第92話「『ロボット掃除機』のアイディアをまとめる」

 ──トール視点──





 ソフィア皇女の元を訪ねてから、2日後。

 俺は工房で、『ロボット掃除機』の開発を始めることにした。


「メイベルもアグニスも、アイディアをくれてありがとう。助かったよ」

「お礼はいりません。私はトールさまの助手ですから」

「アグニスも、ソフィア殿下とお泊まりするのは楽しかったので」


 メイベルとアグニスは笑った。

 その隣では文官のエルテさんが、緊張した表情で俺たちを見てる。


 ここは、ライゼンガ領にある俺の工房。

 部屋には広い机があり、そこには数枚の羊皮紙が並んでいる。

 俺とメイベル、そしてアグニスとソフィア皇女が作った、アイディアスケッチだ。


 中身はまだ見ていない。

 文官のエルテさん立ち会いの下で、それぞれ発表することになっているからだ。

 だけど──


「陛下と宰相閣下さいしょうかっかの書簡が来ないな……」


 羽妖精ピクシーを通してお願いしたら、引き受けてくれたんだけどな。

 やっぱり、執務があるから無理だったのかもしれない。


「エルテさんは、なにか聞いていますか?」

「残念ながら」


 エルテさんは難しい顔で、首を横に振った。


「でも、回答が難しいようでしたら、叔父さまから連絡が来るはずです」

「ですよね」

「はい」


 ちなみに、エルテさんには、『ロボット掃除機』の動作確認に立ち会ってもらうことになってる。
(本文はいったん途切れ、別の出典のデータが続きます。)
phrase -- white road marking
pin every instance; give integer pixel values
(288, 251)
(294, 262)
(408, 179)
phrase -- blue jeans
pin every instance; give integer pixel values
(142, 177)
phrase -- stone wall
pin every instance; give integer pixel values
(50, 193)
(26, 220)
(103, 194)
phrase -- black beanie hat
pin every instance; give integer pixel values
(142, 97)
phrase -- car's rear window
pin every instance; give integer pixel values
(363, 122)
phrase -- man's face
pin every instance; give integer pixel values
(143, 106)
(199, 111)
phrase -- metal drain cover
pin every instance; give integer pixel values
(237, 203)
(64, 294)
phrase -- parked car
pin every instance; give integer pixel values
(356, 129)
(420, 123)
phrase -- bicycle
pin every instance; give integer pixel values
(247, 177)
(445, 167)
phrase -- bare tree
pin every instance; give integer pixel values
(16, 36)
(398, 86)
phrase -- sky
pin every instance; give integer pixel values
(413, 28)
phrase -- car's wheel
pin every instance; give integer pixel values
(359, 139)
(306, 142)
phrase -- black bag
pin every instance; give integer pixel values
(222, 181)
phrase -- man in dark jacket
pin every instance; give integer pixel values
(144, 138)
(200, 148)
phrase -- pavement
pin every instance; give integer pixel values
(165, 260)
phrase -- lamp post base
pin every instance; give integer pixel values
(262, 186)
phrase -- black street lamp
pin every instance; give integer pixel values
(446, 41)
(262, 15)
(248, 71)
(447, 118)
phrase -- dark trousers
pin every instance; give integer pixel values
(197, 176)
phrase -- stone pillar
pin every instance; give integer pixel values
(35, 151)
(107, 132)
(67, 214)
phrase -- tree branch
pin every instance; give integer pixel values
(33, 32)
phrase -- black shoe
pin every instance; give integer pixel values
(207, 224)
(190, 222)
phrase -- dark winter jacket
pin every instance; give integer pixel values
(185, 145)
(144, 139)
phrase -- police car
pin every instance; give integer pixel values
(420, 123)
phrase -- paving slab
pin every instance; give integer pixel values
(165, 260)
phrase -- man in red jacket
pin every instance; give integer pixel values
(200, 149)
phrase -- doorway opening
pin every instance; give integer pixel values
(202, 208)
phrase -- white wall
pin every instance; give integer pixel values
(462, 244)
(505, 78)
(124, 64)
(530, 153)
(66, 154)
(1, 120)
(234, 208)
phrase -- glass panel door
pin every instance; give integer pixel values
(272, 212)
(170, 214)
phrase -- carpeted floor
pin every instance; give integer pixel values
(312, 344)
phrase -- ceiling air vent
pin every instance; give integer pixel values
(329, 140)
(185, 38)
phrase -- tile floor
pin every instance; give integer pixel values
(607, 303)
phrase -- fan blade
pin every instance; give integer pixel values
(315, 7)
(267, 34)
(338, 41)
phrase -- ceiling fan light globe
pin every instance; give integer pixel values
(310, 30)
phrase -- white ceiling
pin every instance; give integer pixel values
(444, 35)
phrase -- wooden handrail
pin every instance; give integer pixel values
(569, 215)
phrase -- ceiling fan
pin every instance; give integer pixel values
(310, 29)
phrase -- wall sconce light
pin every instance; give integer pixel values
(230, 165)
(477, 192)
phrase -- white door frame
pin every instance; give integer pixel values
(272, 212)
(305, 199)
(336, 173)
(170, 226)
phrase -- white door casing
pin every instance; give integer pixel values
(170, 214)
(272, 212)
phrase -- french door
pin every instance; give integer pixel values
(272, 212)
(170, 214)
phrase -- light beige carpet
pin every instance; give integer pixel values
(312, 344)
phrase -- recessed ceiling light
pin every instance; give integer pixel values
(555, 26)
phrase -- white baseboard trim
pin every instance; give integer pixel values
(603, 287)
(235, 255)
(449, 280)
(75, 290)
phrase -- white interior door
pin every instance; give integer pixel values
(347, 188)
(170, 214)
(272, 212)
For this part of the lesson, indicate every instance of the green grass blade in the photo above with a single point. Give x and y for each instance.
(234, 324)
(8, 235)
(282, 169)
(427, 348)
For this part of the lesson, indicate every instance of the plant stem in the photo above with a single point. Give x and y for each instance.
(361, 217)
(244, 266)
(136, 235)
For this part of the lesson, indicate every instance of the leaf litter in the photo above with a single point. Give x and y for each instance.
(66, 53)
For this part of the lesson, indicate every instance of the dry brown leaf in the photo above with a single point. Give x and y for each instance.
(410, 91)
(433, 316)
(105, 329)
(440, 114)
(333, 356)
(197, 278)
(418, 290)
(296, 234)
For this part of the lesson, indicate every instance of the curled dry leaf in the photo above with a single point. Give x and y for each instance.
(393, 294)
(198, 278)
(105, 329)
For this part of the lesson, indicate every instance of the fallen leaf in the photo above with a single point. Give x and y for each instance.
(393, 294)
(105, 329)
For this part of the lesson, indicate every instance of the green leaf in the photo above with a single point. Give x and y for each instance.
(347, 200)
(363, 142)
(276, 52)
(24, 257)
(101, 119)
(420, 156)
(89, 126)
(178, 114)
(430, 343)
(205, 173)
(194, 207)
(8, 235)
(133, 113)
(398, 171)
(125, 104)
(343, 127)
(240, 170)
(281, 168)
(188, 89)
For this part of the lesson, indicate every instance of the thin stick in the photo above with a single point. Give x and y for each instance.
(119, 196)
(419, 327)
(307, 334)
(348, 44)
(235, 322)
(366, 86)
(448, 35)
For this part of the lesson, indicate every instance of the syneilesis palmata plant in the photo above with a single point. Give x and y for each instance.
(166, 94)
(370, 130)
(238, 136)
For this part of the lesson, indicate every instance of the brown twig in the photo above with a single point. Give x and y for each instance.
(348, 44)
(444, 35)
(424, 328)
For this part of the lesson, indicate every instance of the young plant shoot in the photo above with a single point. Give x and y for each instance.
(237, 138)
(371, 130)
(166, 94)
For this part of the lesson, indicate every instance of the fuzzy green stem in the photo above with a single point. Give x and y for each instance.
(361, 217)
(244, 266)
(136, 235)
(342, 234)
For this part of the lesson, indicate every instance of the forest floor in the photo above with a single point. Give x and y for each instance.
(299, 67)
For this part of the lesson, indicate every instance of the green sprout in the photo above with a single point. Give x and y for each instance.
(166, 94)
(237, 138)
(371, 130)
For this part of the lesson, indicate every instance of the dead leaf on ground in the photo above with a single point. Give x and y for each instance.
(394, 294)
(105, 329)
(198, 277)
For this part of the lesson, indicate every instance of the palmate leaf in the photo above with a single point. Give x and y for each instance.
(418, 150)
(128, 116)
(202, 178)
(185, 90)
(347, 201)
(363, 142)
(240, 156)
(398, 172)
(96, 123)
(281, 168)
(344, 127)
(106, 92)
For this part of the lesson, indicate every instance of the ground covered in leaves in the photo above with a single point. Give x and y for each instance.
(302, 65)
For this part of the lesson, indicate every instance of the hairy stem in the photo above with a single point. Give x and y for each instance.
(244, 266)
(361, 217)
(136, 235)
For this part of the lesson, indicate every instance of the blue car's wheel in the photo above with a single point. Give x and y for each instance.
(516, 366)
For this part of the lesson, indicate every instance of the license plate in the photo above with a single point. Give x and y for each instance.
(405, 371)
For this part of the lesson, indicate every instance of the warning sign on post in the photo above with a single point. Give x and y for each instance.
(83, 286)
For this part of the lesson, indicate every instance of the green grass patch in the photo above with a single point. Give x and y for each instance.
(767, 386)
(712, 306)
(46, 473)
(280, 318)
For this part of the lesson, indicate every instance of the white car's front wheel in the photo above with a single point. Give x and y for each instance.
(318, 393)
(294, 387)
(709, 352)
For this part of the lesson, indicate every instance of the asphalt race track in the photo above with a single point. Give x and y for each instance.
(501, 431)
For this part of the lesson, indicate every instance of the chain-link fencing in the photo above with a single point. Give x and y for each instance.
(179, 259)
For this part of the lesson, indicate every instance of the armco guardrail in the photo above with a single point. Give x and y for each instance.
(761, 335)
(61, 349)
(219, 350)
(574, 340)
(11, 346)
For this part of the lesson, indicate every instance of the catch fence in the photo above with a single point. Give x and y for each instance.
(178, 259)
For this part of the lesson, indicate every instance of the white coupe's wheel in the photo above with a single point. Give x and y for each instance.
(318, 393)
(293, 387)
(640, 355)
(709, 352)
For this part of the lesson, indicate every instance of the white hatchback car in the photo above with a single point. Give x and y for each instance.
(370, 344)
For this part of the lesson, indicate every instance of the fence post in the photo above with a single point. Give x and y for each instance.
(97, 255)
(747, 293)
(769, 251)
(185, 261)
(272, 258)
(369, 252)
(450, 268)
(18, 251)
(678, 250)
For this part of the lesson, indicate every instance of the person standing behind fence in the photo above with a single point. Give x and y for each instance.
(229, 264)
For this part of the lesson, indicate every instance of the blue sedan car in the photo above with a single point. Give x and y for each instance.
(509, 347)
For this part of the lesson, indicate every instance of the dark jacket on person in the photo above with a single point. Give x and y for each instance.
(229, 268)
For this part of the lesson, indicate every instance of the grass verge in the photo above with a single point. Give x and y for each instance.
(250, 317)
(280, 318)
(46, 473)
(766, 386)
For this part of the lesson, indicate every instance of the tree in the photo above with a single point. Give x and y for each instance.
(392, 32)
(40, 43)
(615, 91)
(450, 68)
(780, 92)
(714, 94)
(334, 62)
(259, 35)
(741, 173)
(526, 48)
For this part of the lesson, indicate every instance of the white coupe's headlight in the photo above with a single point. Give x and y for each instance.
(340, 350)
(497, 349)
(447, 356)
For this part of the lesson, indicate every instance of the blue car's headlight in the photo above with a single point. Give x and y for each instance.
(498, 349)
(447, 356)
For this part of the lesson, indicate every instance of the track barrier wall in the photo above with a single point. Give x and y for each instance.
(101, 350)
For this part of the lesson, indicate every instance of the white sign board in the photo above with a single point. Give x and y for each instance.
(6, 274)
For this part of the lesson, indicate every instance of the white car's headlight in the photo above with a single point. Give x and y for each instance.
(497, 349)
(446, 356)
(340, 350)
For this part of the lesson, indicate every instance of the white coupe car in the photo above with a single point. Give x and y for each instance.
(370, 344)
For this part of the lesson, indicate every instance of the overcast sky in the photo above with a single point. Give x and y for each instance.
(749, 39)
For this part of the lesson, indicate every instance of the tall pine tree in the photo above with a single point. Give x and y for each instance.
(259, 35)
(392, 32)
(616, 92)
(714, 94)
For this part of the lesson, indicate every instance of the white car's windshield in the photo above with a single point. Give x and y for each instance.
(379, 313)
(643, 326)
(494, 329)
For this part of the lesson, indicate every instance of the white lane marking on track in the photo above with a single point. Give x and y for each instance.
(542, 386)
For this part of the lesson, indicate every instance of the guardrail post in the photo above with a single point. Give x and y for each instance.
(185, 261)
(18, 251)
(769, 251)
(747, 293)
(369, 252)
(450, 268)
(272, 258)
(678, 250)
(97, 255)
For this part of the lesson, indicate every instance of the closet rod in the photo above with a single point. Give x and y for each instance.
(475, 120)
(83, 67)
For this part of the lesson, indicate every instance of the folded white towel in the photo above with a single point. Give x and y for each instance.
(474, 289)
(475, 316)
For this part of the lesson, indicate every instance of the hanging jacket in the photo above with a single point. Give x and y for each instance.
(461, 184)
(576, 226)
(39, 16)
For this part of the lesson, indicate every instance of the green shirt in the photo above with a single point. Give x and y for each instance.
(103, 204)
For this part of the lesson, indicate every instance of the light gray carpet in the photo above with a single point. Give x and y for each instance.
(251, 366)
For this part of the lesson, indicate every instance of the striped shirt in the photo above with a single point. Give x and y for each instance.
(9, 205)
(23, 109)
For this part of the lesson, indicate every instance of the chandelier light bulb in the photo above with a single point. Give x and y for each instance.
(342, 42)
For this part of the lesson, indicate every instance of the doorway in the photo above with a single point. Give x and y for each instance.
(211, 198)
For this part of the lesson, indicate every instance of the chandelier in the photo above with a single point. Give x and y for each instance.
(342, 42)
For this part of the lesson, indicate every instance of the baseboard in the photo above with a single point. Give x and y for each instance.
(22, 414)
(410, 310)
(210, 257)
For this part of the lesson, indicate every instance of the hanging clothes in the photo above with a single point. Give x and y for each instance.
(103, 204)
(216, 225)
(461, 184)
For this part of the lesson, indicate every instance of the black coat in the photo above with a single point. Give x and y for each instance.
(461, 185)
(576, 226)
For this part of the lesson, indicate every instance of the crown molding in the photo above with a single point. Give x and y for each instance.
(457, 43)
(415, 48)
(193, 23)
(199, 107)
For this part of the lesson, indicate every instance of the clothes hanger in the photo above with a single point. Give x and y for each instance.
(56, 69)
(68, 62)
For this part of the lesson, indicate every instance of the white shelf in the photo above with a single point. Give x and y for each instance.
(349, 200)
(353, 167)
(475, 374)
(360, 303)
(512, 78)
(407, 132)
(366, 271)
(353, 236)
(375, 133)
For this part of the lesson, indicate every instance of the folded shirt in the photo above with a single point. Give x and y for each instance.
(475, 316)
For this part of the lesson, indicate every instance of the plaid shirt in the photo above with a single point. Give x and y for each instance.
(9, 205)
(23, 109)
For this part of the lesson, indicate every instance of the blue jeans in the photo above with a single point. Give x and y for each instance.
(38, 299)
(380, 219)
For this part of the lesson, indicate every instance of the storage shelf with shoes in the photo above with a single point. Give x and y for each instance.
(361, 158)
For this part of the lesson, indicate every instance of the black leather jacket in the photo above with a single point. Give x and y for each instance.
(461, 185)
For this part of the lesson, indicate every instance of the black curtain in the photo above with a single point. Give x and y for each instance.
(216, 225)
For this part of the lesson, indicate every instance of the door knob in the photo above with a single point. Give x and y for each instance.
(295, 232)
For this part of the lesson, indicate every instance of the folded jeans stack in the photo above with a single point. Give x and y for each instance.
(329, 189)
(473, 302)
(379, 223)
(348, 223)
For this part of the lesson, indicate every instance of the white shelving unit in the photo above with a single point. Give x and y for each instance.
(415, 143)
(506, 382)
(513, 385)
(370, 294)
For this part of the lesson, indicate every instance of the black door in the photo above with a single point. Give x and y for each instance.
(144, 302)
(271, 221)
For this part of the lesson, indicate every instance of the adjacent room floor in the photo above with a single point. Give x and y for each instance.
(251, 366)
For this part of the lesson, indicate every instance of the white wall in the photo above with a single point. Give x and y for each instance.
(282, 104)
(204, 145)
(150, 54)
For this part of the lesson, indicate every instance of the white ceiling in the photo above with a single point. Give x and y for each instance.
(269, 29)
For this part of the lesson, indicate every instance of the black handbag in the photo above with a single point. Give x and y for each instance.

 3組分のアイディアを見てもらって、チェックをお願いするつもりだったんだけど──


「後ほど、連絡が来ると思いますよ。先に皆さまの方で、アイディアの確認を進められてはどうですか?」


 エルテさんは、少し考えてから、そう言った。


「わかりました。じゃあ、始めますね」

「私も、楽しみにしていました」

「アグニスもお手伝いしますので」


 俺とエルテさん、メイベルとアグニスが机を囲むように集まる。

 みんなでひとつひとつ、裏返しにしておいた羊皮紙をめくっていく。

 現れたのは、いろんな絵と文字だ。

 俺が書いたものもあるし、メイベルが書いたものもある。

 丸っこくて小さい文字はアグニスかな。整った文字はソフィア皇女のものだろう。

 文字と絵って、性格が出るよな。

 それはいいとして──


「それじゃ、アグニスとソフィア殿下が考えてくれたものからで、いいかな」

「は、はい。説明させていただきますので」


 アグニスは自分たちのアイディアメモをまとめて、広げる。

 それから、俺たちの方を見て、照れた顔で、


「アグニスとソフィア殿下が考えたのは『蜘蛛型くもがた』なので」


 そう言って、アグニスは羊皮紙の文章を読み上げはじめた。




──────────────────



『お掃除ロボット 蜘蛛型』

 説明文を書いた人:ソフィア・ドルガリア



『魔獣ガルガロッサ』が山岳地帯に出没したことから考案いたしました。

 勇者世界にある円盤形『お掃除ロボット』に、8本の脚を付加しております。


 脚は自在に動くため、障害物を乗り越えることも可能です。

 草むらや砂地、岩場でも自在に動くことができましょう。また、掃除機本体の高さも変えられますので、地面のゴミやチリ、魔獣の手がかりを逃すこともないと考えます。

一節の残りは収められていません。